Kur’ân veya meâlini, hadis kitapları veya tercümelerini okuyarak bilgi sahibi olduğunu zanneden ve fetva vermeye, dini açıklamaya kalkışanlar, hem kendilerine hem de ümmete kötülük etmemek için önce fıkıh usulünü iyice öğrensinler. O değerli ve İslâmî ilim, vahyi doğru anlamanın yollarını gösterecek ve mazur görülemez vahim hataları önleyecektir.
“İtikâdî, amelî ve ahlâkî birer sapma hareketi olan FETÖ ve DEAŞ gibi terör örgütleri en büyük zararı Müslümanlara vermektedir… Dinî görünümlü sosyal teşekküllerin şeffaf ve denetlenebilir olmaları, özellikle dinî bilgi ve söylem konusunda İslâm’ın temel kaynaklarına ve ilmî metodolojiye sadık kalmaları hayati önemi haizdir./Öte yandan dinî hayatımıza, birlik ve beraberliğimize katkı sunan kişi ve oluşumlar, toptancı ve özensiz yaklaşımlarla yıpratılmamalıdır. Bu bağlamda Başkanlığımız, özgürlüklere halel getirmeden, söz konusu teşekküllerin, şeffaf yapılar olarak meşru faaliyetlerini sürdürmelerine rehberlik etmeye devam edecektir.”
Bu paragraflarda çokça tartışılan ve istismar konusu yapılan cemaatler meselesine temas ediliyor. Toptan kabul veya red yerine haklı olarak iyisine destek veriliyor, kötüsü de mahkûm ediliyor.
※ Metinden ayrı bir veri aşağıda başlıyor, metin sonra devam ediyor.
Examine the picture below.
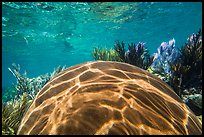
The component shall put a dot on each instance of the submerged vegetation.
(136, 54)
(179, 68)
“Kadının onurunu ve toplumsal konumunu hedef alan, onu cinsiyeti üzerinden ayrımcılığa tabi tutan her türlü tavır, davranış, tutum, düşünce ve yaklaşım İslâm’a aykırıdır. Kadına yönelik şiddet merkezli eylem ve söylemlerin adalet ve merhamet peygamberinin hayatından referans bulması mümkün değildir.”
Doğru söze ne denir!
“Diyanet İşleri Başkanlığı, milletimize daha verimli din hizmeti sunabilmek amacıyla personelinin niteliklerini geliştirmeye yönelik hizmet içi eğitim çalışmalarına ağırlık vermektedir. Bu bağlamda Diyanet Akademisinin kurulmasına yönelik çalışmaların tamamlanma aşamasına gelmesi müftülerimiz tarafından heyecan ve memnuniyetle karşılanmıştır. Zira Akademi aracılığıyla hizmet öncesi, meslek öncesi eğitim imkânının sağlanması, çeşitli alanlarda sertifika eğitimlerine geçilecek olması personel niteliğini ve din hizmeti kalitesini artıracaktır.”
Din hizmeti iyi niyet, örnek ahlâk, gayret ve ehliyet ister. Ehliyetin bilgi ile alakalı olan kısmını geliştirmek için düşünülen ve yapılanlar takdire şayandır.
Diyanetimize doğru yolda başarılar dilerim.
Prof. Dr. HAYRETTİN KARAMAN (İslâm Hukuku Profesörü)
01.04.2018 tarihli gazete makalesi. (Perşembe, Cuma ve Pazar günleri yayınlanır.)